Upon your passing, your Will has to go through probate – a process whereby a court reviews your Will and determines its validity. It is a lengthy and often costly process in many states to begin with and can become even lengthier if a Will is contested (e.g., on the grounds that someone coerced or cajoled their way into an inheritance). The delay in the disposition of your assets and the accompanying legal costs may put your family members in financial straits. If your goal is to ensure that your survivors’ cash flow is uninterrupted after your death, it would be wise to incorporate a trust or a life insurance policy into your estate plan. These assets are considered “non-probate” – they pass outside of your Will and the probate process.

There are other non-probate assets that may constitute a part of your estate. For example, a joint tenancy arrangement on your home, IRA, and payable-on-death (POD) or transfer-on-death (TOD) accounts designate specific beneficiaries upon your death, and the assets pass to them without the delay and cost of the probate process.
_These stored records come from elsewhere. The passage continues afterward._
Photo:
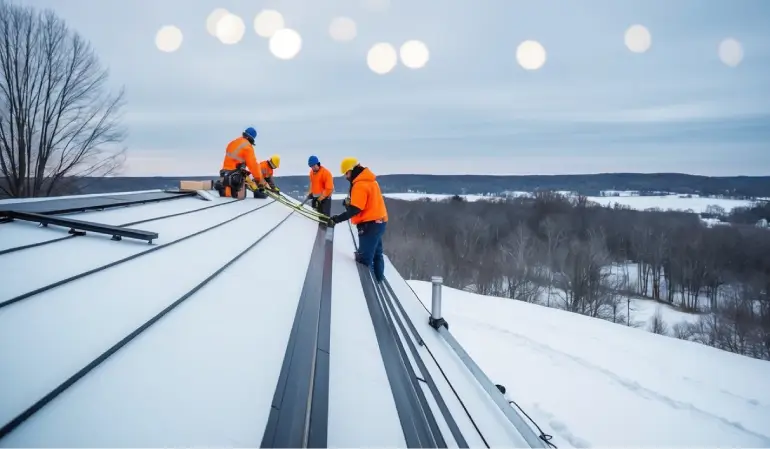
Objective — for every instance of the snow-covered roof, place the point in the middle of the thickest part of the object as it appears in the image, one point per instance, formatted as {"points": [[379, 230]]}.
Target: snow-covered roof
{"points": [[241, 323]]}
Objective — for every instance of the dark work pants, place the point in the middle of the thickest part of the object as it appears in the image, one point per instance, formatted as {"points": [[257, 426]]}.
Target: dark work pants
{"points": [[325, 207], [370, 247]]}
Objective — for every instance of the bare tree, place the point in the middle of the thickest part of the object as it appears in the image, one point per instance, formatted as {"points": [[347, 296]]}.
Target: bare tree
{"points": [[57, 119], [520, 265], [657, 324]]}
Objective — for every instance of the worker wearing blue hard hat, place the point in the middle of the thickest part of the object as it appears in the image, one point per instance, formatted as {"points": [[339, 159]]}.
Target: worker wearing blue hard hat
{"points": [[239, 156], [321, 186]]}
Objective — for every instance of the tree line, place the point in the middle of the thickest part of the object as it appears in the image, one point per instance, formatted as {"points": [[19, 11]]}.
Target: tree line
{"points": [[570, 253], [58, 120]]}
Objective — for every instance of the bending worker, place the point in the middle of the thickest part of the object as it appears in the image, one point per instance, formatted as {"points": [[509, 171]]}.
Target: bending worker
{"points": [[239, 155], [365, 207], [266, 168], [321, 186]]}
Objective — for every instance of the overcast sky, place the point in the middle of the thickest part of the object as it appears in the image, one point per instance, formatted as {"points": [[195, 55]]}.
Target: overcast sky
{"points": [[594, 106]]}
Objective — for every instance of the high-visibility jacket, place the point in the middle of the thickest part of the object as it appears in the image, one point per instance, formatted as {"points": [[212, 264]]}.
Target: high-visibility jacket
{"points": [[267, 172], [365, 195], [240, 151], [321, 183]]}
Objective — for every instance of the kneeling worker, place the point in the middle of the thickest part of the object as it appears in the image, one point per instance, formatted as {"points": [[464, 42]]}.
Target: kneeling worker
{"points": [[239, 155], [321, 186], [267, 167], [365, 209]]}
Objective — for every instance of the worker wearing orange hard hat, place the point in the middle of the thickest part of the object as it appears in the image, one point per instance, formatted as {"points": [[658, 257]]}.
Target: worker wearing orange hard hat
{"points": [[267, 168], [239, 155], [321, 186], [365, 208]]}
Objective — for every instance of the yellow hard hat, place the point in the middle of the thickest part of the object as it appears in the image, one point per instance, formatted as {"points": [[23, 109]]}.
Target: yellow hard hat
{"points": [[347, 164]]}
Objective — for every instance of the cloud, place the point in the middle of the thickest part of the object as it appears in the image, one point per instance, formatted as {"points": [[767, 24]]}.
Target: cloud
{"points": [[594, 106]]}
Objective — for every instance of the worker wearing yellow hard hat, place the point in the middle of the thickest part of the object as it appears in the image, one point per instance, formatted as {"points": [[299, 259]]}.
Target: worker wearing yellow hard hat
{"points": [[267, 168], [365, 208], [321, 186]]}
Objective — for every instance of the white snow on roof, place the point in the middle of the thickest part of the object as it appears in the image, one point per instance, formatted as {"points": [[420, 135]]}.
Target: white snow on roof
{"points": [[205, 374], [593, 383]]}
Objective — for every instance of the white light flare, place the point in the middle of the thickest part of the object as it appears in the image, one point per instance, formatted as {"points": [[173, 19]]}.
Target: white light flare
{"points": [[638, 38], [730, 52], [268, 22], [168, 39], [213, 18], [531, 55], [285, 43]]}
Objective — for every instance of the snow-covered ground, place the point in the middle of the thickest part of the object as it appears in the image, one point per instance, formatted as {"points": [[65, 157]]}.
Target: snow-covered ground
{"points": [[665, 202], [673, 202], [592, 383], [206, 373]]}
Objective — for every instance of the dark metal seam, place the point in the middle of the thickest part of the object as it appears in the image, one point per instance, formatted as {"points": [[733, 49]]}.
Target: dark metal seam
{"points": [[413, 422], [125, 259], [419, 402], [162, 217], [289, 423], [93, 203], [428, 379], [34, 408], [319, 412]]}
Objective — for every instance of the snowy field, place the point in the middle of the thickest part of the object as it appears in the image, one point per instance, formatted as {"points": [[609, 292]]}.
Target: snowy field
{"points": [[673, 202], [592, 383], [665, 202]]}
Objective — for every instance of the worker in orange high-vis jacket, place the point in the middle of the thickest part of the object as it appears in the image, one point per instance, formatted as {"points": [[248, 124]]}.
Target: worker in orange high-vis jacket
{"points": [[239, 155], [365, 208], [267, 168], [321, 186]]}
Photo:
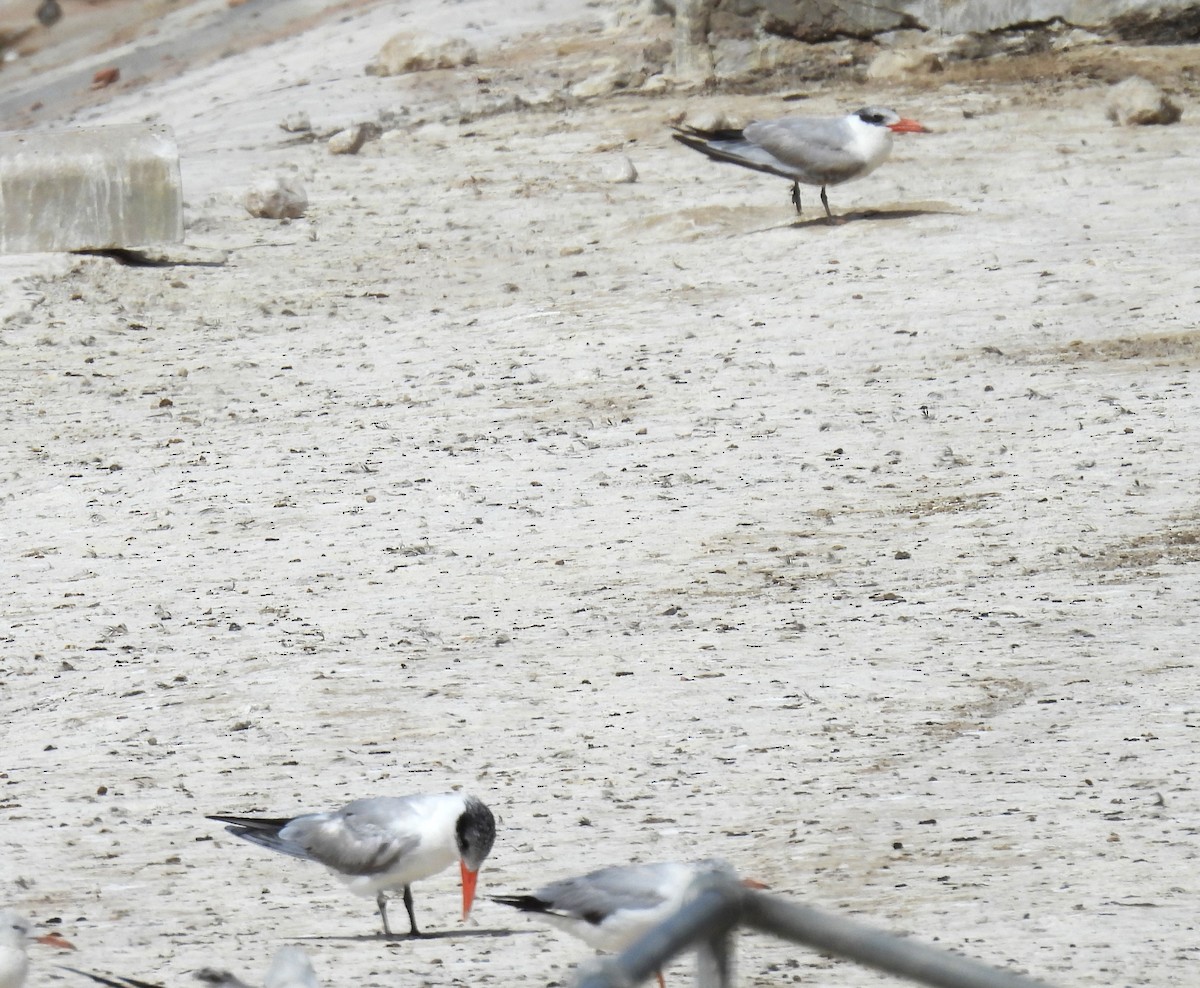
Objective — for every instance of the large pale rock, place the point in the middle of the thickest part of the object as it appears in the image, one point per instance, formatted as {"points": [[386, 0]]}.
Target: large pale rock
{"points": [[89, 189], [822, 19], [420, 53], [1138, 101], [897, 64]]}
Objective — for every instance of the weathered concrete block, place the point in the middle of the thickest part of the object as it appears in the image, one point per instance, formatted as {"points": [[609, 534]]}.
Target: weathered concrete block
{"points": [[89, 189]]}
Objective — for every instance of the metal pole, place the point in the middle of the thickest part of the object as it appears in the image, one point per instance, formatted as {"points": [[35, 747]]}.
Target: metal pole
{"points": [[714, 960], [709, 916], [874, 947]]}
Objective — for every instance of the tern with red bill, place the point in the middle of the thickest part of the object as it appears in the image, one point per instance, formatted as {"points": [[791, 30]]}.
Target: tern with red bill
{"points": [[384, 844], [16, 934], [615, 906], [810, 150]]}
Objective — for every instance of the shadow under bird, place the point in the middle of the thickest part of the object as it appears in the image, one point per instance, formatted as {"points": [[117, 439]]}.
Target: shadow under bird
{"points": [[291, 968], [615, 906], [809, 150], [16, 935], [383, 844]]}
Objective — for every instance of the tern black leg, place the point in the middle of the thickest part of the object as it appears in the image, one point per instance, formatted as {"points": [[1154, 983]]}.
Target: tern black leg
{"points": [[382, 904], [412, 916]]}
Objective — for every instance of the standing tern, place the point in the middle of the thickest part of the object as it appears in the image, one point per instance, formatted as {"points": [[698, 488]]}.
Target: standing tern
{"points": [[291, 968], [815, 150], [615, 906], [16, 934], [387, 843]]}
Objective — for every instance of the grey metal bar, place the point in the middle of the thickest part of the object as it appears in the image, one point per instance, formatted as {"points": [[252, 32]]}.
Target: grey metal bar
{"points": [[874, 947], [711, 915]]}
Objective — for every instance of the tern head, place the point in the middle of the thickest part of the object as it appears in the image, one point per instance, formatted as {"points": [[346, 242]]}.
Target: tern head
{"points": [[882, 117], [474, 834]]}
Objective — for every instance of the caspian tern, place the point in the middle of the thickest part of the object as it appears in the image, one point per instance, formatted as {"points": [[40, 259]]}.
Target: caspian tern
{"points": [[815, 150], [387, 843], [289, 968], [612, 908], [16, 934]]}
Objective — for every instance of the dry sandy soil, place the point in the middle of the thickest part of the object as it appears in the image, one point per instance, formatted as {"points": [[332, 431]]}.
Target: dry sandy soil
{"points": [[862, 556]]}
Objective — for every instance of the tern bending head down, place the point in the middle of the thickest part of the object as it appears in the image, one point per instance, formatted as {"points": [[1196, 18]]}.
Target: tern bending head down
{"points": [[383, 844], [16, 934], [810, 150], [615, 906]]}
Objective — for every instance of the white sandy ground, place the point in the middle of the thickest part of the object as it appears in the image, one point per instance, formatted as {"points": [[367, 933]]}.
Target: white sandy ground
{"points": [[865, 557]]}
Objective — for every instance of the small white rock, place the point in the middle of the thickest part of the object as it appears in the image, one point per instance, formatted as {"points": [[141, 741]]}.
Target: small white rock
{"points": [[1138, 101], [276, 197], [295, 123], [348, 142], [621, 171], [419, 53]]}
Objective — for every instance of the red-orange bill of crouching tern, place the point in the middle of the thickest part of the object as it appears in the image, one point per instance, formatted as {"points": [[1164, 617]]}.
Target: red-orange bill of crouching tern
{"points": [[809, 150], [616, 906], [383, 844], [16, 935]]}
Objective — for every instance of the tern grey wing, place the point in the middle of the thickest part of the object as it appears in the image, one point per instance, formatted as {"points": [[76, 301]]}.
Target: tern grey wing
{"points": [[112, 981], [604, 892], [731, 147], [358, 839], [819, 150]]}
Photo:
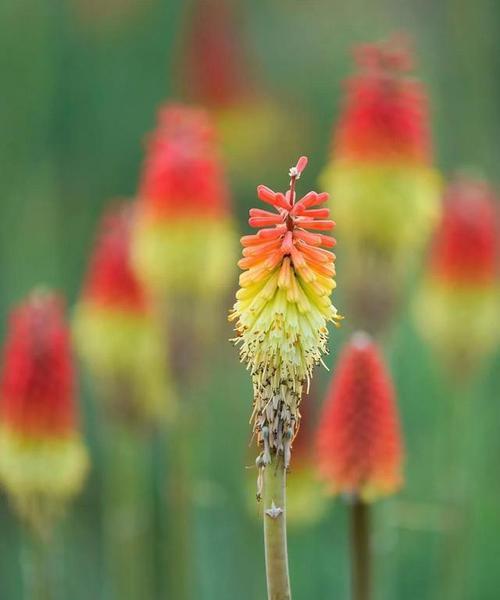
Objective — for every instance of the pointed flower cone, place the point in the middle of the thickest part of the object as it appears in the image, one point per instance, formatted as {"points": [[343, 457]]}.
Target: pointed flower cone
{"points": [[358, 445], [283, 307], [116, 333], [217, 70], [43, 461], [457, 308], [184, 238], [380, 173], [386, 191]]}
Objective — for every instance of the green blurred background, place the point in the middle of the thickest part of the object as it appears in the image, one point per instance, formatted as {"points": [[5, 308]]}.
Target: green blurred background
{"points": [[81, 83]]}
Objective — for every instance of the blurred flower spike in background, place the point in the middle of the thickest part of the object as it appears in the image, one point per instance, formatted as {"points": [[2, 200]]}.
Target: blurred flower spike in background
{"points": [[283, 307], [359, 448], [43, 461], [457, 308], [184, 242], [218, 69], [116, 332], [380, 173]]}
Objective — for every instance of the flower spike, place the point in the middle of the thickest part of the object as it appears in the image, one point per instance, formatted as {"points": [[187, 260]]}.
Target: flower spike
{"points": [[282, 309], [359, 446]]}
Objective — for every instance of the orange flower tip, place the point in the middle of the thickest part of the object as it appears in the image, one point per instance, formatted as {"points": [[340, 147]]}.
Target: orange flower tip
{"points": [[183, 173], [358, 442], [296, 172], [282, 308]]}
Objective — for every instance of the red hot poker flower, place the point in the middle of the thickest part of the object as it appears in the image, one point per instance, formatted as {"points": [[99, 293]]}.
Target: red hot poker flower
{"points": [[358, 439], [111, 281], [43, 461], [465, 248]]}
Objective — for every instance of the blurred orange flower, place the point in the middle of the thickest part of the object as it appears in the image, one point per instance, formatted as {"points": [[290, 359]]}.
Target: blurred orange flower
{"points": [[43, 461], [184, 239], [283, 307], [115, 330]]}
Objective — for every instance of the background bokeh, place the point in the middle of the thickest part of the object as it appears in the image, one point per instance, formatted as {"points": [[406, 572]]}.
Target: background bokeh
{"points": [[81, 83]]}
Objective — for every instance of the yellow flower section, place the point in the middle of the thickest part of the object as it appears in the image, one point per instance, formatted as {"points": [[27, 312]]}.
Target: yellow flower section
{"points": [[179, 256], [391, 207], [460, 323], [124, 350], [41, 474], [282, 321]]}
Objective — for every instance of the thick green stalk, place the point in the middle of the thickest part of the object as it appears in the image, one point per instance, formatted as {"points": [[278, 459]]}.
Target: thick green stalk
{"points": [[360, 551], [274, 513], [178, 546], [38, 575]]}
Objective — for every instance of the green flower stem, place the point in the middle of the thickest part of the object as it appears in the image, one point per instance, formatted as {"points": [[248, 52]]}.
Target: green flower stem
{"points": [[274, 514], [128, 514], [360, 550]]}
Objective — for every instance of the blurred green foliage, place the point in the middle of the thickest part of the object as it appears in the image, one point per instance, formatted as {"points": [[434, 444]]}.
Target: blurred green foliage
{"points": [[80, 87]]}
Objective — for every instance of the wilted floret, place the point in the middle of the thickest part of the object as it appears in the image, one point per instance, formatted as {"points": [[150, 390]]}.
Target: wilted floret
{"points": [[358, 439], [283, 307], [386, 192], [43, 461]]}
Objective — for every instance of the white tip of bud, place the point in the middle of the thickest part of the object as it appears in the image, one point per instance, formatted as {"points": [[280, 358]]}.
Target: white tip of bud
{"points": [[274, 512]]}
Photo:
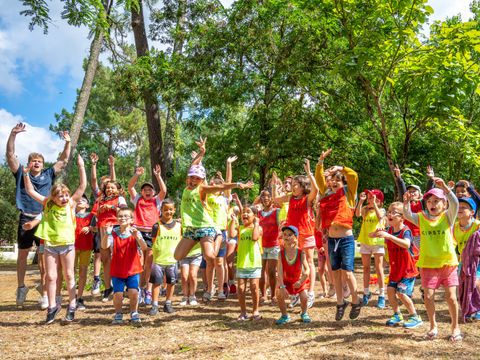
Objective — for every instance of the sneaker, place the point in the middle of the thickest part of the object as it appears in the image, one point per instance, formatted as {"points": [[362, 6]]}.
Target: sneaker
{"points": [[305, 318], [413, 322], [294, 301], [96, 287], [184, 301], [366, 299], [154, 310], [148, 298], [311, 299], [51, 313], [80, 304], [192, 300], [70, 315], [135, 317], [396, 319], [106, 294], [118, 319], [283, 320], [43, 302], [381, 302], [168, 308], [21, 295]]}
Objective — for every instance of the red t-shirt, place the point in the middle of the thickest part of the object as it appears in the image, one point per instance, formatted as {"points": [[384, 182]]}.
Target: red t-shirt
{"points": [[125, 256], [402, 261], [83, 241], [270, 227]]}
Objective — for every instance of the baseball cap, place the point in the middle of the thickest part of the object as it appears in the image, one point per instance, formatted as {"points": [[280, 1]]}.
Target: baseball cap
{"points": [[292, 228], [437, 192]]}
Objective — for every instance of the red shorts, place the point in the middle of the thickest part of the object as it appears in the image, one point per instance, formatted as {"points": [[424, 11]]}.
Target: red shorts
{"points": [[446, 276]]}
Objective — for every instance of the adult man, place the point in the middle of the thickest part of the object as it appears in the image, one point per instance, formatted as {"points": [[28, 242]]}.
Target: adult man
{"points": [[42, 180]]}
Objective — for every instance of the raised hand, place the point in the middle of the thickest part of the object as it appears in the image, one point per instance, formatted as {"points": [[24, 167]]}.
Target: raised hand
{"points": [[20, 127], [94, 158]]}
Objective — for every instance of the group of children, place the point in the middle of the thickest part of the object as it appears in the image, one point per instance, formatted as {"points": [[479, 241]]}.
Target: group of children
{"points": [[273, 240]]}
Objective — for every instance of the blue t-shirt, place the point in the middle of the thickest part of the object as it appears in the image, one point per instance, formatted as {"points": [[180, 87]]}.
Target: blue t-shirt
{"points": [[41, 183]]}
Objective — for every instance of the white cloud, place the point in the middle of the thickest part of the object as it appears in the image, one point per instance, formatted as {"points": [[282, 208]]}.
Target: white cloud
{"points": [[35, 139]]}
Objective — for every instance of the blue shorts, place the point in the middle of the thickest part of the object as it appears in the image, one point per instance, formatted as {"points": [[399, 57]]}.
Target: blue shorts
{"points": [[404, 286], [342, 253], [119, 284]]}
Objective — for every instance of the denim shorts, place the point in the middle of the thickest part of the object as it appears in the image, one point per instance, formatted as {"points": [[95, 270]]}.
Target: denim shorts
{"points": [[196, 234], [342, 252], [131, 282], [404, 286]]}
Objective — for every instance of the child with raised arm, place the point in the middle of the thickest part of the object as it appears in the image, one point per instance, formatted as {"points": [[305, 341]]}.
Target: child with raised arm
{"points": [[146, 213], [57, 229], [166, 234], [126, 267], [373, 216], [403, 270], [293, 275], [300, 214], [437, 261], [337, 210], [84, 233], [249, 260]]}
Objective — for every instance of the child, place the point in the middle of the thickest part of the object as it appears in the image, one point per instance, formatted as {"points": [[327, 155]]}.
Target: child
{"points": [[403, 270], [293, 275], [125, 267], [373, 218], [270, 222], [465, 226], [57, 229], [249, 260], [166, 233], [300, 215], [147, 211], [105, 209], [437, 261], [84, 232], [336, 210]]}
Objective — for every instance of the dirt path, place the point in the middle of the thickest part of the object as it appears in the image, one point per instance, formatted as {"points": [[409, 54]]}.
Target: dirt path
{"points": [[211, 331]]}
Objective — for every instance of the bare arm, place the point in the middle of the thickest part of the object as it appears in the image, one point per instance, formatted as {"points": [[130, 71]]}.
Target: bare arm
{"points": [[12, 161], [63, 159], [77, 195]]}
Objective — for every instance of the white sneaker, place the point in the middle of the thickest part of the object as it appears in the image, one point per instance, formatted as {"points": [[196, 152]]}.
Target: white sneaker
{"points": [[192, 300], [43, 302], [21, 295], [184, 301]]}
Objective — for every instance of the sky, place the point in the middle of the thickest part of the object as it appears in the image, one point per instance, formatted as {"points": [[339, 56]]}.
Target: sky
{"points": [[39, 74]]}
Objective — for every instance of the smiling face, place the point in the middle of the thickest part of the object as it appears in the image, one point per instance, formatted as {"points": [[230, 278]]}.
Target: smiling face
{"points": [[435, 205]]}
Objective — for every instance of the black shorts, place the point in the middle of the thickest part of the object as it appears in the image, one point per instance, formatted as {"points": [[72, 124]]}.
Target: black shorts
{"points": [[26, 238]]}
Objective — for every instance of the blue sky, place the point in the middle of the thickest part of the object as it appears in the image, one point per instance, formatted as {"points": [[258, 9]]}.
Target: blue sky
{"points": [[39, 74]]}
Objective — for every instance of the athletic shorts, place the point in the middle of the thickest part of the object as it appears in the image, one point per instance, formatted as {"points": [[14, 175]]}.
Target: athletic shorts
{"points": [[82, 257], [131, 282], [404, 286], [26, 238], [194, 260], [196, 234], [371, 249], [160, 271], [342, 253], [271, 253], [446, 276]]}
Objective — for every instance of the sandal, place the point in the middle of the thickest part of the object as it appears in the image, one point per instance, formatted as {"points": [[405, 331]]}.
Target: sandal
{"points": [[431, 335], [355, 311], [456, 338]]}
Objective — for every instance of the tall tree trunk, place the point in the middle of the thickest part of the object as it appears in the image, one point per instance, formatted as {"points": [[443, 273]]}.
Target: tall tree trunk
{"points": [[172, 116], [151, 104]]}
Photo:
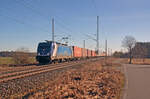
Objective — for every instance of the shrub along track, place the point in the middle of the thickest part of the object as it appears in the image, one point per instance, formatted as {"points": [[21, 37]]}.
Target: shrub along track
{"points": [[33, 71]]}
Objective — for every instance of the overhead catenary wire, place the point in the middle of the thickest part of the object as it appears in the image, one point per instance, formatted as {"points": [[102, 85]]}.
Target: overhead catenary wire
{"points": [[60, 24]]}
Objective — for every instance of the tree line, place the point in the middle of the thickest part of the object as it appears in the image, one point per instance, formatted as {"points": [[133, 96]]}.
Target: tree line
{"points": [[134, 49]]}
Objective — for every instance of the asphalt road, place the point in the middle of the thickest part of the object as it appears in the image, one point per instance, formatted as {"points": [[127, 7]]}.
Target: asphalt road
{"points": [[137, 81]]}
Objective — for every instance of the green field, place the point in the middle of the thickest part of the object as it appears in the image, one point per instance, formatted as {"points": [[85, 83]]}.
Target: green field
{"points": [[9, 60]]}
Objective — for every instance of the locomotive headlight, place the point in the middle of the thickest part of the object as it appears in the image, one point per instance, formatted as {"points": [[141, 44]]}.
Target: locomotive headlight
{"points": [[39, 54]]}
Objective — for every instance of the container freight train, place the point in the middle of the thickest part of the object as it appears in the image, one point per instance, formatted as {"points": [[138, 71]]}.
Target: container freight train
{"points": [[49, 51]]}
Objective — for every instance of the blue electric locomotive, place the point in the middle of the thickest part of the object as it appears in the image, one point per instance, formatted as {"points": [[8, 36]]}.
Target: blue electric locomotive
{"points": [[52, 51]]}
If your Will provides for a different beneficiary of your IRA account or another non-probate asset, it will be superseded by the beneficiary designation form on file with that account’s or asset’s administrator. Therefore, it is wise to review all of your beneficiary designations periodically, but certainly upon life-altering events like marriage, birth of a child, or divorce.

You are neither too young nor too poor to engage in estate planning! Just remember that a Will may be a necessary, but not the only means to plan your estate in an efficient and cost-effective manner. Keep on top of your assets, and your survivors will have another good thing to say about you at your memorial.